Thursday, July 14, 2011

Fuel Hook Methods

Mariano Martinez Peck explains that Fuel will get «hook» methods like StOMP has:
StOMP's hook methods are awesome and we want to have the same in Fuel. In fact, check the issue tracker and you will see several open issues regarding this :)

I think StOMP’s API for hook methods looks good, but the ability to (optionally) pass in an argument for the hook methods would be great. The argument passed would be (optionally) specified when invoking serialize / deserialize operations.

Why would you want to pass down an argument to be used in the hook methods? Well, not all serialize operations are simply about copying an object; sometimes you can use a serializer to copy only relevant parts of your model. Which parts you want to copy can vary with the context of the copy operation.

As an example, we have a large, complex, tree-like model containing hundreds of arrays with floats, where each position in the arrays represents the result of a Monte Carlo simulation. Some functions in the system require that we extract the results at a certain position from the arrays, or maybe a set of positions. Currently we implement the copy as variants of #copy* methods. This is hard to maintain, and error prone. If we could serialize and deserialize to create the customized copy, a lot of code could be removed.

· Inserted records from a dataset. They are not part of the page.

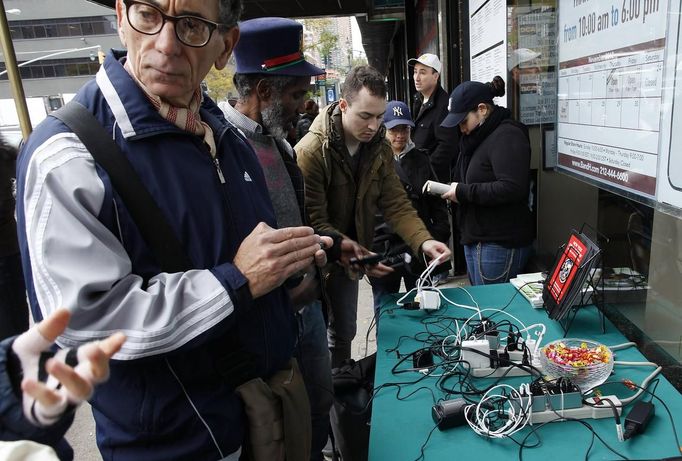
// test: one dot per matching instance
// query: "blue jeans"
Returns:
(13, 307)
(489, 263)
(313, 358)
(343, 314)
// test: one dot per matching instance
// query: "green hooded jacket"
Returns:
(335, 202)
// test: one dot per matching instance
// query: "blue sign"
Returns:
(331, 95)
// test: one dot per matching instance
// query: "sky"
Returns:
(358, 49)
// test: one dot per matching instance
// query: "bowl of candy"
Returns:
(586, 363)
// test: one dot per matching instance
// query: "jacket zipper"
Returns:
(221, 178)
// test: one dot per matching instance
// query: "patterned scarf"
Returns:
(185, 118)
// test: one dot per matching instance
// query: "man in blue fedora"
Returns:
(272, 80)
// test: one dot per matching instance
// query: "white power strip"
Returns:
(600, 410)
(507, 372)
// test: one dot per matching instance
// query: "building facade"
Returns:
(61, 41)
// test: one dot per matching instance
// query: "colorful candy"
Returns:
(576, 356)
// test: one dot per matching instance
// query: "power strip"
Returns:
(599, 411)
(507, 372)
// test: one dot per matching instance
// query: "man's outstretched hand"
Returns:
(45, 402)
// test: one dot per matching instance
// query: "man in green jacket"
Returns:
(349, 175)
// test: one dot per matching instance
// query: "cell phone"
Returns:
(370, 260)
(435, 188)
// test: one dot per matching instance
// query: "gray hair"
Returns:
(229, 12)
(246, 83)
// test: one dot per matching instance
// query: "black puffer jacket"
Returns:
(493, 183)
(440, 144)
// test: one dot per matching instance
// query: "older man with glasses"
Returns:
(194, 335)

Let’s say StOMP’s method Object stompWriteValue was called from a new method:

Object stompWriteValue: argument 
^self stompWriteValue

By default clients do not specify an argument. Object stompWriteValue: is called with nil as argument, and it calls #stompWriteValue. Now, if I wanted to pass an argument, I would override Object stompWriteValue: and use the argument to determine which write value to answer.

What you basically do is to pass down information about the context of the serialize operation. This context could be something simple as a symbol, or a more complex objects that you dispatch to.

I have not decided whether I really like this idea. :-) It might even be a bad idea: It complicates the API a bit, and complicates even more the internal implementation. Also, I like the idea to separate functions: A serializer should simply create a (binary) representation of an object. If you want to modify the copy, you should serialize the original, deserialize to a copy, and then modify the deserialized copy.

In one way you could argue that I want to tap into the serializer’s ability to traverse the object graph, visiting each object exactly one time, accepting circular structures. If I had access to these functions, having the argument in the hook methods might be less relevant. Such a function can be nice to have for a lot of operations.

But I am unsure how traversing should be implemented. How would a traverse function for example work when hitting #stompWriteValue (or its equivalent Fuel method)? It would not traverse the actual object, but risk getting a constructed object from that method.  Should the answer from this method be traversed? Or should a TraversingConstructedWriteValue exception be raised?